Most managers try to eliminate theft by increasing the costs of stealing. Latham’s insight was that this problem could be effectively solved by reducing the benefits of stealing, and then changing the cost/benefit ratio of honesty. The library policy eliminated the main benefit of stealing (it was no longer a challenge, so it wasn’t fun). The return policy made honesty more beneficial (spouses were thrilled to have their garages back) and less costly (amnesty on returns: no punishment, no questions asked).
Cleverness aside, this strategy for curbing theft avoided several major complications of surveillance:
- Distrust: in the words of social psychologist Robert Cialdini, a surveillance system “sends a clear message to those under surveillance: ‘We don’t trust you.’” The result: resentment, an “us vs. them” mentality, and decreased morale, especially among employees who weren’t stealing in the first place.
- Managerial cynicism: social psychologist Rod Kramer cites several studies showing that the act of surveillance makes managers more suspicious. If you’re busy enough looking for bad behaviors, you’re sure to find some. Pretty soon, your field of vision will be dominated by untrustworthy employees, and you’ll become increasingly skeptical of most people’s motivations. Ironically, evidence suggests that skeptical managers are poor judges of character.
- Encouraging theft when no one’s watching: the decision to implement a surveillance system communicates to employees that theft is common. “If my colleagues are doing it,” some employees will think, “it’s probably not a big deal.” In one study, Cialdini’s team tracked the theft of petrified wood from a national park. When a sign mentioned that “many past visitors” had taken wood, theft rates spiked from below 3% to nearly 8%. As behavioral economist Dan Ariely reveals in The Honest Truth About Dishonesty,plenty of people are able to steal a little bit without compromising the morality of their self-images. Under surveillance, Kramer notes “employees may become less committed to internal standards of honesty and integrity in the workplace.”
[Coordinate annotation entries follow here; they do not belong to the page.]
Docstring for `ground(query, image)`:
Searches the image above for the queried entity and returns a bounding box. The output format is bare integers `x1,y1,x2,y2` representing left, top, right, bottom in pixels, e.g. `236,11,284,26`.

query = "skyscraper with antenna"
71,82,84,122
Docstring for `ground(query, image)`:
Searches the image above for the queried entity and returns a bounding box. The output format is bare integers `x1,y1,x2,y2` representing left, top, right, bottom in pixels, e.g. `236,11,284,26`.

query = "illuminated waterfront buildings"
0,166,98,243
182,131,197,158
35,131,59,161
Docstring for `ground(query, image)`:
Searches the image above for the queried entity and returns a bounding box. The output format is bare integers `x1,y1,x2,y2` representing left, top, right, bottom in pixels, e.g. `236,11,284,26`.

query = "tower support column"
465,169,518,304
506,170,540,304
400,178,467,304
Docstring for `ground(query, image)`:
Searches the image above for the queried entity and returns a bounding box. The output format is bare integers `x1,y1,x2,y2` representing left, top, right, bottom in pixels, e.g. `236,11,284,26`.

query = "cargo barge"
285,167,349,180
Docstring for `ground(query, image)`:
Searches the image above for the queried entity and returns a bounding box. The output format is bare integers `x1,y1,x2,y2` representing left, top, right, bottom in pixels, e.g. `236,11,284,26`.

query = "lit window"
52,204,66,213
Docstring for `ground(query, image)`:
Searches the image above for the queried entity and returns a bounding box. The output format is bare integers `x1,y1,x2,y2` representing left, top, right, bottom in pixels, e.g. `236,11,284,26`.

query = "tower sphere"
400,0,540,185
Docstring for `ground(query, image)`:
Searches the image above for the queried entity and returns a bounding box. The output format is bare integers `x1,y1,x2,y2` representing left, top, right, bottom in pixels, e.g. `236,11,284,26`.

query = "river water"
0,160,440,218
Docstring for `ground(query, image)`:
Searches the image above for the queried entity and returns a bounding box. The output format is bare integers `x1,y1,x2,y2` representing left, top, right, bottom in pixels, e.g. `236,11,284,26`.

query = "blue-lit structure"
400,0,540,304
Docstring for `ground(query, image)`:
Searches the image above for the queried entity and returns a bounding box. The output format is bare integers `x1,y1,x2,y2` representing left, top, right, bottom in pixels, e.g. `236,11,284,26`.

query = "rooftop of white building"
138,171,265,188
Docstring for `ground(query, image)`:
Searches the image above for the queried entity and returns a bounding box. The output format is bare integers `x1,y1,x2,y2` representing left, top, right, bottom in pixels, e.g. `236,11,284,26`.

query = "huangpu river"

Surveillance has its time and place. But as I wrote a few months ago, the best way to encourage trustworthy behavior is to show trust. So next time you’re trying to stop theft, it might be good to focus less on raising the costs, and instead find creative ways to lower the benefits—or set up a policy that makes honesty more attractive and less costly. There’s an excellent model already in place at your nearest library.